MALANG – Tim Kulminasi yang beranggotakan tiga siswa-siswi hebat, yaitu Ahmad Kafi, Sinta Amelia, dan Maylasyafa Aulia W., berhasil mengembangkan sebuah aplikasi inovatif bernama EduGuardian AI. Melalui karya ini, tim perwakilan SMA Negeri 1 Pagak tersebut sukses menembus peringkat 36 besar nasional dalam ajang Ekshibisi Kompetisi Kecerdasan Artificial Lomba Kompetensi Siswa (EKKA LKS) Tingkat SMA/MA/SMK Tahun 2026.
Lahirnya inovasi teknologi ini didorong oleh keresahan tim terhadap masalah pendidikan saat ini, di mana banyak siswa kesulitan memahami materi akibat perbedaan kemampuan belajar. Di saat yang sama, guru memiliki keterbatasan waktu untuk membimbing secara individual, dan orang tua kerap kesulitan mendampingi anak belajar di rumah. Untuk menjawab masalah tersebut, EduGuardian AI dirancang sebagai solusi asisten belajar digital yang mampu memberikan rekomendasi pembelajaran personal bagi siswa.
Perjalanan panjang Tim Kulminasi dalam kompetisi ini bermula dari sebuah penemuan yang tidak disengaja. Mereka pertama kali mendapatkan informasi mengenai lomba kecerdasan buatan tersebut melalui akun Instagram resmi Pusat Prestasi Nasional (Puspresnas). Dengan waktu yang sangat terbatas, tim memutuskan untuk mendaftar tepat pada hari terakhir penutupan pendaftaran.
Setelah pendaftaran diselesaikan, ketiga siswa ini bergegas mencari berbagai sumber literatur, melakukan kurasi ide, dan berdiskusi secara intensif.
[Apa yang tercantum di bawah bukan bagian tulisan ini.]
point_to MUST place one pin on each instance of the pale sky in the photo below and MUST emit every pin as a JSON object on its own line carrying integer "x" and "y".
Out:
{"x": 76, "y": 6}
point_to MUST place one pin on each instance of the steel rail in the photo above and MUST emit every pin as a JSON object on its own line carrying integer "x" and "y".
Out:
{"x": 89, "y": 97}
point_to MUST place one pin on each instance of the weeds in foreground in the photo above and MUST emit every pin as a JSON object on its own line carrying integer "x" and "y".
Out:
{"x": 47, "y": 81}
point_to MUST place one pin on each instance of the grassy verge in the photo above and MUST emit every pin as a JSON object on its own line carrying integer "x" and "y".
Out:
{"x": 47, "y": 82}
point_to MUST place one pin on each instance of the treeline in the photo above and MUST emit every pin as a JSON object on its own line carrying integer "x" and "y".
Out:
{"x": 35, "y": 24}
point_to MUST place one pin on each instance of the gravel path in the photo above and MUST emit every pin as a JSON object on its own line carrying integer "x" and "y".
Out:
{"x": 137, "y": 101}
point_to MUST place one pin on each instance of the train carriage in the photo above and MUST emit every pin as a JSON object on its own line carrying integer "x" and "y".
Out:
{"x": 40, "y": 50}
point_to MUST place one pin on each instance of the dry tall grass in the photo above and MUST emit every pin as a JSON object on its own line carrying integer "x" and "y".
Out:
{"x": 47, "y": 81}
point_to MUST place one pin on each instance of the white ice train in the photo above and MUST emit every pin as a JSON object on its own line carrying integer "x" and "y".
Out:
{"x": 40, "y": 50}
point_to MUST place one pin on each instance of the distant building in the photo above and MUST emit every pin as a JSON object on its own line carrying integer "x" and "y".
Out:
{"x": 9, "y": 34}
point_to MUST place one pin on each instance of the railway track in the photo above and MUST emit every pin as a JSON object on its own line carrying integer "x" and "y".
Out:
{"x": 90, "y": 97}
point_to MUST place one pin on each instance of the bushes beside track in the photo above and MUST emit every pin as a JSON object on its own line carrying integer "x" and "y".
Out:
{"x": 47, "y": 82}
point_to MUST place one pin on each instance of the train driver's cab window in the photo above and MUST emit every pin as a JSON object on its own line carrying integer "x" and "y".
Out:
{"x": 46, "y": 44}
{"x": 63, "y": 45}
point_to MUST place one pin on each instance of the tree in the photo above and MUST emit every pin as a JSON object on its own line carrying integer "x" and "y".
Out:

Seluruh proses perancangan hingga eksekusi aplikasi didampingi secara langsung oleh Yogi Sukartono, M.Pd., selaku Guru Pembimbing di SMA Negeri 1 Pagak.

Dalam pengembangannya, aplikasi ini mengintegrasikan tiga teknologi kecerdasan buatan utama:
- ChatGPT: Dimanfaatkan untuk kemampuan pemrosesan bahasa alami (NLP) agar asisten cerdas dapat menjelaskan materi secara interaktif dan mudah dipahami.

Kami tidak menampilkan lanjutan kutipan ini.